Terminal 2 of the Mactan-Cebu International Airport in Lapu-Lapu City

The Mactan-Cebu International Airport (MCIA), managed by Aboitiz InfraCapital GMCAC, is embarking on an ambitious journey toward sustainable airport operations. Following its Level 1 Airport Carbon Accreditation recognition, MCIA is setting the stage for more groundbreaking environmental initiatives to achieve a Net Zero Target by 2050.

Net Zero refers to reducing carbon emissions to a small amount of residual emissions that can be absorbed and durably stored by nature, as well as other carbon dioxide removal measures, leaving zero in the atmosphere.

To this end, the award-winning airport plans to utilize more bridge-mounted pre-conditioned air (PCA) and ground power units (GPUs) to replace motorized GPUs and auxiliary PUs while aircraft are parking and boarding passengers, use electric ground support equipment and other airside vehicles, as well as expand the airport’s existing solar power plant in other areas of the airport.

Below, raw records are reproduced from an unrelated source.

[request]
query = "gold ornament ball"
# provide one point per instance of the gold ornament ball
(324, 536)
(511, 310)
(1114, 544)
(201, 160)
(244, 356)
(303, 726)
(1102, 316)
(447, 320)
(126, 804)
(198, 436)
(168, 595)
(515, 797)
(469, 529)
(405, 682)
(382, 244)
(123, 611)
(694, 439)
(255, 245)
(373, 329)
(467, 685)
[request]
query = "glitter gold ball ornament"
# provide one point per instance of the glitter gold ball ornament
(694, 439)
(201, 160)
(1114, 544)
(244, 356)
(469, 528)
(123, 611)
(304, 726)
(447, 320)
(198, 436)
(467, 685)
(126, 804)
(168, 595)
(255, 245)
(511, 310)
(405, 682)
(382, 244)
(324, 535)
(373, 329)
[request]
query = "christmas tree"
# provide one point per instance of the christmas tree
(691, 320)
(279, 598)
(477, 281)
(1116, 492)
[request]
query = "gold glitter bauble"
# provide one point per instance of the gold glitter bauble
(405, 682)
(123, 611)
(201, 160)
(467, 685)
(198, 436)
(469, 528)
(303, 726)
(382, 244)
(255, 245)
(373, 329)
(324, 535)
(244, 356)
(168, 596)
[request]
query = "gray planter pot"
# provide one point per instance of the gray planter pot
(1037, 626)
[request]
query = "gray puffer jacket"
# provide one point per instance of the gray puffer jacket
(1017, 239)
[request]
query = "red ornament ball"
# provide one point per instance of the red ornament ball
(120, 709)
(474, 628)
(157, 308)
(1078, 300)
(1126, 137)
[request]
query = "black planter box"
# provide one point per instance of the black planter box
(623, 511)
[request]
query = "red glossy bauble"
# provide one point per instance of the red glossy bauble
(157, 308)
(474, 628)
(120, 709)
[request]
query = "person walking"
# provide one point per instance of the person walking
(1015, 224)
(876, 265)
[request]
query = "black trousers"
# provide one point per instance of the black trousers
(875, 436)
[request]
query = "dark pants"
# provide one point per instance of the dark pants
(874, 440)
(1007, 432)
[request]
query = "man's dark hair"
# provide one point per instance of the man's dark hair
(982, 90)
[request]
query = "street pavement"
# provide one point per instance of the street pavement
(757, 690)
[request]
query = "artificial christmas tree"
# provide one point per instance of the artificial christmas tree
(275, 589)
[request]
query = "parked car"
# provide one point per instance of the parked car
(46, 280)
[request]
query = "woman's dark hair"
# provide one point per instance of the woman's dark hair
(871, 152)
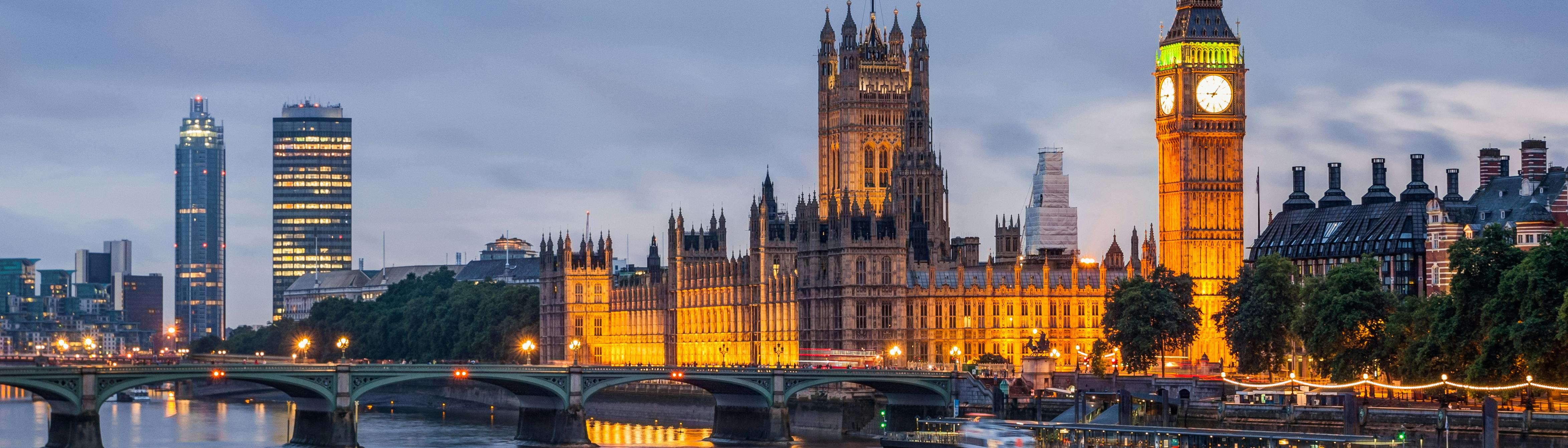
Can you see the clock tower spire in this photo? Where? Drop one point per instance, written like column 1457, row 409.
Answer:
column 1200, row 118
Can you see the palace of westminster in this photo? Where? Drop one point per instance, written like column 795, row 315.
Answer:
column 869, row 261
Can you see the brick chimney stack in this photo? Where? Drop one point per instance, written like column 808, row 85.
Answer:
column 1533, row 160
column 1490, row 165
column 1454, row 187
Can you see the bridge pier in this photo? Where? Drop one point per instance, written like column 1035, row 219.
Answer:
column 750, row 424
column 321, row 425
column 328, row 424
column 74, row 430
column 904, row 417
column 543, row 422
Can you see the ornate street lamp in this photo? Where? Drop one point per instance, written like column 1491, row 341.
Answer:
column 528, row 350
column 956, row 353
column 343, row 347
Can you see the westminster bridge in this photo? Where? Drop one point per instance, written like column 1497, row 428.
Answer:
column 750, row 403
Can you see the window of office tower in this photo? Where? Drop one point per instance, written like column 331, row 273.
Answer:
column 313, row 193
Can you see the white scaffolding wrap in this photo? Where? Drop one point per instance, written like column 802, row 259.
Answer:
column 1048, row 220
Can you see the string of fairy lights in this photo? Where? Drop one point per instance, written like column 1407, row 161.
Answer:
column 1529, row 381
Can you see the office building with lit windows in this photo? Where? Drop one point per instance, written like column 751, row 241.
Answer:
column 313, row 203
column 200, row 193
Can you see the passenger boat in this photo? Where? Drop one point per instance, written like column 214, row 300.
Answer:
column 136, row 394
column 971, row 435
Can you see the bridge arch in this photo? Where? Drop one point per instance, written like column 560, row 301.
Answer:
column 909, row 399
column 57, row 392
column 299, row 388
column 532, row 391
column 727, row 391
column 898, row 391
column 744, row 406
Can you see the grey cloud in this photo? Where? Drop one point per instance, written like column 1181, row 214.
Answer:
column 485, row 117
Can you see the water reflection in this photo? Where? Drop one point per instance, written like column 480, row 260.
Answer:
column 201, row 424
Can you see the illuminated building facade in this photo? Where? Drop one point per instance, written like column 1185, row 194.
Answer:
column 1200, row 118
column 866, row 264
column 200, row 212
column 313, row 195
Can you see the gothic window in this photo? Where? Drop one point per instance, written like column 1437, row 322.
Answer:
column 860, row 272
column 887, row 270
column 860, row 314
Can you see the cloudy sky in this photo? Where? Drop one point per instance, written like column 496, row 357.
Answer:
column 480, row 118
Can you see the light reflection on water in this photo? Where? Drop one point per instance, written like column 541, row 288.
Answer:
column 237, row 424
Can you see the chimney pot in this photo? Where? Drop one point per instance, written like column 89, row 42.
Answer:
column 1333, row 196
column 1379, row 192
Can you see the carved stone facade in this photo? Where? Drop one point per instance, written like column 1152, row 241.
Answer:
column 1200, row 118
column 864, row 264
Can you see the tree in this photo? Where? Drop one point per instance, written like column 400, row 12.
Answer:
column 1256, row 314
column 208, row 344
column 430, row 318
column 1148, row 315
column 1343, row 318
column 1097, row 358
column 1523, row 336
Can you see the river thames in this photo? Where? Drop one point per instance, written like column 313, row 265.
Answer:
column 200, row 424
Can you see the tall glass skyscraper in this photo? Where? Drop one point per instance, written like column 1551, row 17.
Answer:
column 313, row 203
column 198, row 226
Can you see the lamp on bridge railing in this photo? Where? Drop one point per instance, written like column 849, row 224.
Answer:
column 300, row 347
column 528, row 350
column 343, row 347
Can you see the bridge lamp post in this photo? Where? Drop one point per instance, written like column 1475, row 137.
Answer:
column 575, row 347
column 528, row 352
column 343, row 350
column 168, row 338
column 302, row 347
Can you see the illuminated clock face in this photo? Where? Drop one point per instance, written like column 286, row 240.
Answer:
column 1214, row 94
column 1167, row 94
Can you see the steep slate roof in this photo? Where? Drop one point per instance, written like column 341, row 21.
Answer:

“Achieving Net Zero emissions is not just about reducing our carbon footprint; it’s about ensuring that our impact on the environment is effectively neutralized, leaving a sustainable legacy for future generations,” said Athanasios Titonis, MCIA President and Chief Executive Officer (CEO).

The landmark Level I Airport Carbon Accreditation from the Airports Council International, a first in the Philippines, reflects MCIA’s comprehensive approach to carbon management and highlights the proactive steps taken to reduce its carbon emissions.

These include installing a rooftop solar power plant and energy-efficient equipment such as LED (light-emitting diode) lights, regularly monitoring electricity and fuel consumption, and conducting emission tests for ground support equipment and emergency generators.

MCIA’s journey towards accreditation continued with a rigorous evaluation of its carbon management practices. Embracing the ACA framework, MCIA undertook a thorough assessment of its operations, aligning with the program’s six levels of certification, each representing a distinct stage in the carbon management journey. 

Further, MCIA released a Policy Commitment to Emissions Reduction, a public written commitment to greenhouse gas, carbon, or energy reduction at the highest level in the form of a policy statement signed by Julius G. Neri, Jr., MCIA Authority (MCIAA) CEO and General Manager.

MCIA also developed a Carbon Footprint Report covering 2022 data, a key component of the ACA. By setting operational boundaries, Scope 1 and Scope 2 emissions from MCIAA and Aboitiz InfraCapital GMCAC were identified and quantified to determine the total carbon emissions generated by MCIA operations.

“Securing Level 1 ACA underscores our unwavering dedication to sustainable aviation practices. It validates our efforts to minimize our carbon footprint and sets a model for airports in the country and even across the region to follow,” Titonis noted.

MCIA remains steadfast in its commitment to advancing sustainability initiatives and looks forward to further collaboration with stakeholders and partners while continuously enhancing the customer experience.

MCIA also recently announced that it is transitioning to become a ‘silent airport’ – a practice also followed by airports worldwide like Singapore Changi Airport and Amsterdam Airport Schiphol. This is characterized by the minimal or complete absence of background noise, such as repetitive announcements over loudspeakers.

This transition is designed to mitigate noise pollution and foster a serene atmosphere for travelers.